EnergyOil price currently weakening due to China and oversupply
SDA
20.9.2024 - 10:09
Crude oil has recently become significantly cheaper. One reason for this is the weakening Chinese economy. In the long term, however, artificial intelligence is also likely to put pressure on the price.
20.09.2024, 10:09
SDA
A barrel of Brent Crude oil (159 liters) cost less than 70 dollars until a few days ago. The last time "black gold" was this cheap was at the beginning of May 2023.
The price has recently risen somewhat. Nevertheless, it is still down a good 10 percent since the middle of this year. According to commodity strategists, this price collapse is due to both supply and demand fears.
Since last weekend, the price of oil has been hit particularly hard by fears of weak demand. This was triggered by the latest statistics for China.
The oil processing companies there refined 12.6 million barrels of oil in August. This is 10 percent less than in July and represents a year-on-year decline of 17.5 percent. The last time such a low volume was processed was in August 2022. For commodity strategist Warren Patterson from the Dutch bank ING, this decline is a sign that China could demand less crude oil in the future.
Producers are flooding the market with oil
For the commodity strategists at Dutch bank ABN Amro, led by chief strategist Moutaz Altaghlibi, the weakness in oil prices can also be explained by the current supply situation. Recently, producing countries outside the Opec+ oil alliance led by Saudi Arabia and Russia have increased their production and flooded the market with crude oil. Altaghlibi is referring in particular to the USA, but also to Guyana and Brazil.
At the same time, the producer countries that are members of Opec+ will begin to phase out their voluntary production cuts from October. However, the experts at ABN Amro do not expect a noticeable impact on the supply trend until December and see the production volume of the Opec+ countries increasing by 180,000 barrels per day from then on.
Based on this, they are revising their oil price forecasts under a negative sign. For the fourth quarter of this year, they now expect an average price for a barrel of Brent Crude oil of 73 dollars, compared to 85 dollars previously. Over the course of the coming year, the oil price should then rise steadily back to 80 dollars per barrel.
Julius Baer commodities expert Nobert Rücker has another explanation for the weakness in oil prices. He reports on market speculation that Libya could ramp up production again sooner than expected and thus contribute to the supply overhang. Rücker is also adjusting his three-month and twelve-month forecasts downwards by 2.50 dollars each and now expects crude oil prices of 75 and 70 dollars per barrel respectively.
Revolution thanks to artificial intelligence?
There is also a completely new factor: artificial intelligence (AI).
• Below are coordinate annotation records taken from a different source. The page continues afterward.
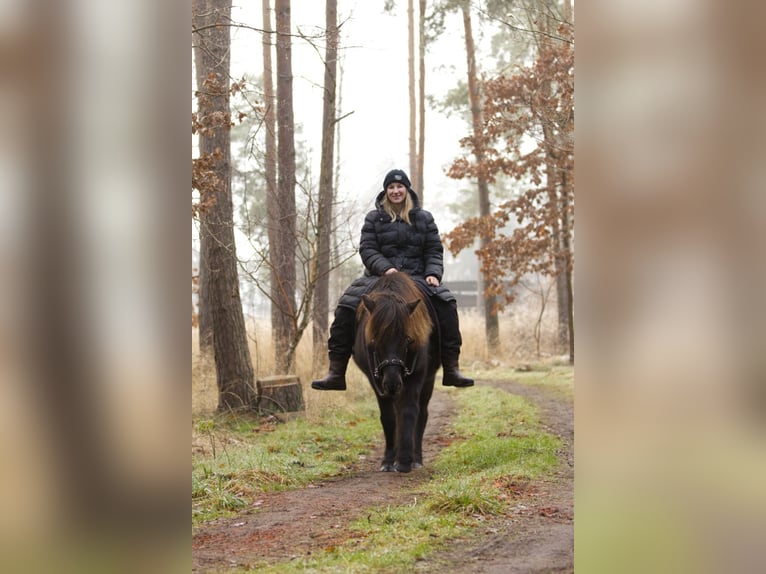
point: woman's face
(396, 193)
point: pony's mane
(392, 318)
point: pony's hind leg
(417, 451)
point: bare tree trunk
(491, 324)
(325, 216)
(270, 125)
(411, 76)
(219, 295)
(567, 12)
(566, 247)
(283, 251)
(422, 103)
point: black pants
(343, 329)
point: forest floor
(536, 536)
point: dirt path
(536, 537)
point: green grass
(553, 376)
(498, 440)
(243, 456)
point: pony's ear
(414, 305)
(369, 302)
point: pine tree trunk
(219, 294)
(270, 155)
(325, 215)
(491, 324)
(422, 103)
(283, 249)
(411, 76)
(206, 145)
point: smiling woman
(397, 237)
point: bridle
(376, 366)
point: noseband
(387, 363)
(377, 366)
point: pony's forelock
(391, 316)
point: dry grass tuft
(517, 346)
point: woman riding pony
(397, 237)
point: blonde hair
(404, 213)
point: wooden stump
(279, 394)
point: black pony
(397, 348)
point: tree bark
(219, 293)
(422, 104)
(491, 324)
(206, 145)
(325, 207)
(411, 76)
(270, 157)
(283, 251)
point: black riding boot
(335, 379)
(340, 347)
(452, 375)
(451, 343)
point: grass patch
(237, 457)
(554, 376)
(500, 441)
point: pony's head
(397, 327)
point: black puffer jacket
(413, 248)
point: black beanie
(396, 175)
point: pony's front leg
(388, 422)
(406, 420)
(425, 397)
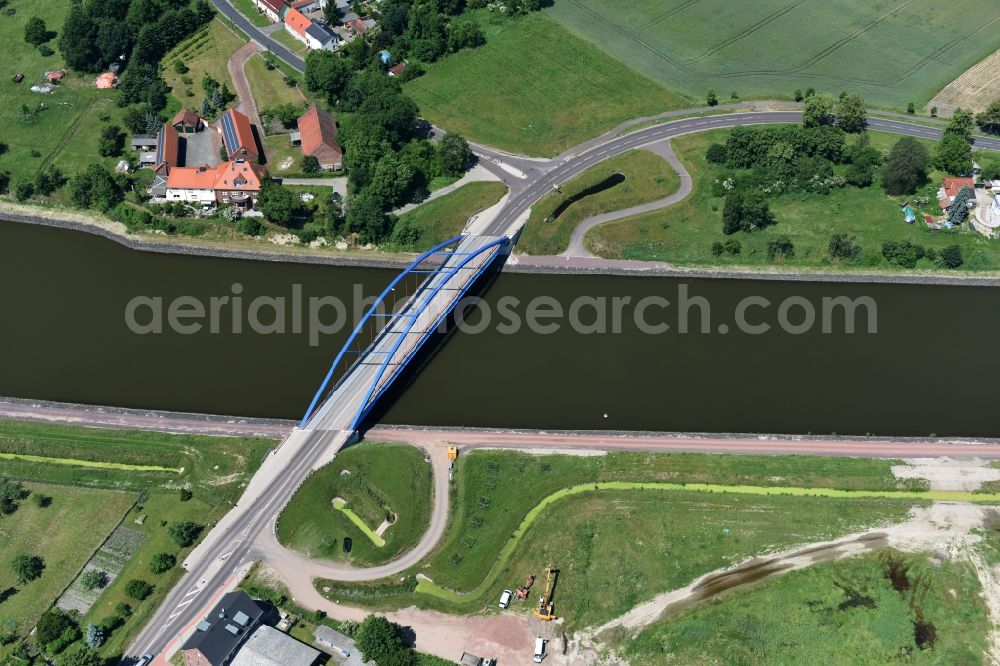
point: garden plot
(111, 558)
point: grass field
(64, 534)
(376, 480)
(205, 52)
(846, 612)
(534, 88)
(268, 86)
(446, 216)
(683, 234)
(647, 178)
(889, 51)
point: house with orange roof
(318, 134)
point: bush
(780, 248)
(162, 562)
(138, 589)
(950, 257)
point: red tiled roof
(319, 136)
(297, 21)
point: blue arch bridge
(397, 329)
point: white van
(539, 650)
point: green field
(446, 216)
(890, 52)
(683, 233)
(647, 178)
(846, 612)
(534, 88)
(64, 534)
(88, 501)
(68, 127)
(376, 480)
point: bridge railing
(377, 310)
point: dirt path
(577, 247)
(237, 72)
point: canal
(929, 369)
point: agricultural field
(890, 52)
(479, 556)
(111, 477)
(205, 52)
(64, 534)
(446, 216)
(574, 91)
(683, 233)
(883, 608)
(378, 482)
(66, 129)
(647, 178)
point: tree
(951, 257)
(377, 638)
(852, 114)
(11, 494)
(162, 562)
(94, 579)
(961, 124)
(27, 568)
(953, 155)
(184, 533)
(35, 31)
(745, 212)
(817, 110)
(79, 655)
(906, 167)
(989, 119)
(453, 155)
(138, 589)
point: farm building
(318, 134)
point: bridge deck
(405, 332)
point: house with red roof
(318, 134)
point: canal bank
(928, 369)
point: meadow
(684, 233)
(890, 52)
(376, 480)
(647, 178)
(534, 88)
(446, 216)
(853, 611)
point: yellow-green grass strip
(427, 587)
(90, 463)
(341, 505)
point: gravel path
(577, 247)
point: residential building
(187, 122)
(318, 136)
(220, 635)
(270, 647)
(272, 9)
(237, 136)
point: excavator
(544, 611)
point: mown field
(647, 178)
(377, 480)
(446, 216)
(891, 52)
(88, 502)
(683, 233)
(534, 88)
(494, 491)
(854, 611)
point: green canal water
(930, 368)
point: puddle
(606, 184)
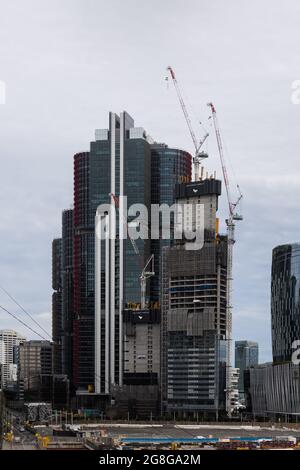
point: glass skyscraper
(285, 300)
(101, 278)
As the US bank Goldman Sachs calculates, this will also put pressure on the oil price in the longer term. In a study, commodities strategist Callum Bruce and his two co-authors assume that the use of artificial intelligence could reduce the cost of exploring new oil deposits by up to 30 percent.
This would reduce production costs by an average of 5 dollars per barrel. Experts are also hoping to make progress in the exploitation of existing oil reserves.
But there is also a flip side to the coin: according to Bruce and his co-authors, artificial intelligence is likely to be accompanied by higher energy consumption. They put this at 2 dollars per barrel in the longer term. The bottom line is that the overall balance would still be negative for the oil price.
However, a falling crude oil price is not in itself a reason for Swiss motorists to be happy. The price of petrol is also influenced by other factors such as freight prices for transportation on the Rhine - which, however, also depend in part on the price of crude oil - or the development of the US dollar.